What you need:
- 200 g Salmon fillet (approximately)
- Salt and pepper
- 2 nori sheets
- 1 egg
- 1 cup cornstarch
- 1 cup breadcrumbs
For the Honey Balsamic Soy Sauce
- 2 tbsp balsamic vinegar
- 4 tbsp honey
- 2 tbsp soy sauce
- 1 tsp mirin (optional)
- 1/2 tsp salt
- 2 tsp cornstarch
Season both sides of the salmon fillet with salt and pepper, then cut it into strips. Set aside.
Prepare the nori wraps. Cut the nori sheets lengthwise into three parts then cut into two parts.
Wrap each strip of salmon fillet with nori. (Dampen the ends to stick together)

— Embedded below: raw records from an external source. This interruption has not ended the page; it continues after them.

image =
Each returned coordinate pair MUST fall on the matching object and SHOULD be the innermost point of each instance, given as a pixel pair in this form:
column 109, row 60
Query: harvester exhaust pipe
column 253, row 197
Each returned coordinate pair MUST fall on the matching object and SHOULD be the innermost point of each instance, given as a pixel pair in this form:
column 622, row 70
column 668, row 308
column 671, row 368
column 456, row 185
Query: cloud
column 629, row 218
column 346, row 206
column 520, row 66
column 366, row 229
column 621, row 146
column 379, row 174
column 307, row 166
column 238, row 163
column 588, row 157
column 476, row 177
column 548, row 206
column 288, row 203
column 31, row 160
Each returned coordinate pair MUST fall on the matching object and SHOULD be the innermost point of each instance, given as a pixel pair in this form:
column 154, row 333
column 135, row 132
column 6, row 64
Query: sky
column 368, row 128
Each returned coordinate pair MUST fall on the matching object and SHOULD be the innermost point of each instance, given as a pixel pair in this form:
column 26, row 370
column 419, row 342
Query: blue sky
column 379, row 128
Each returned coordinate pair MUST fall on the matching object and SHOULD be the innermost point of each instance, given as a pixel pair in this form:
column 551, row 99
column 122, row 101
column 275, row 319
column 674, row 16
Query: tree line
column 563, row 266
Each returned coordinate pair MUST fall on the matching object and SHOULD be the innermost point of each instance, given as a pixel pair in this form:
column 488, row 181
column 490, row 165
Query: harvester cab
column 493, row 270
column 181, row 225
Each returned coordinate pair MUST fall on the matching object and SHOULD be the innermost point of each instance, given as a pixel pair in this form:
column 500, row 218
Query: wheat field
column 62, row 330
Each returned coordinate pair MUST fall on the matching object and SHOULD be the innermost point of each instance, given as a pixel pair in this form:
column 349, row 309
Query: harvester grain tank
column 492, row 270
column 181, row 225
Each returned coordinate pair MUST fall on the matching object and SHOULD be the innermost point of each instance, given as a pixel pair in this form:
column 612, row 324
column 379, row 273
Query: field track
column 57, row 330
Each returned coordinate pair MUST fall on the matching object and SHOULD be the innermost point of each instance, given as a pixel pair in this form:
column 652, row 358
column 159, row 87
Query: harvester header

In a deep pan, pour an inch of vegetable oil and heat it up. Try dropping a few pieces of breadcrumb and when they start to bubble and sizzle, it’s ready for frying. Fry the salmon fingers until both sides are golden brown. Transfer to a strainer or plate with an oil absorbing sheet.
For the sauce, just combine the balsamic vinegar, honey, soy sauce, mirin, salt, and cornstarch in a sauce pan and let it simmer until it thickens.
Place the salmon fingers on a plate and drizzle with the sauce. Transfer any remaining sauce to a soy dish for extra dipping. Finally, garnish with some sesame seeds and leeks or chives.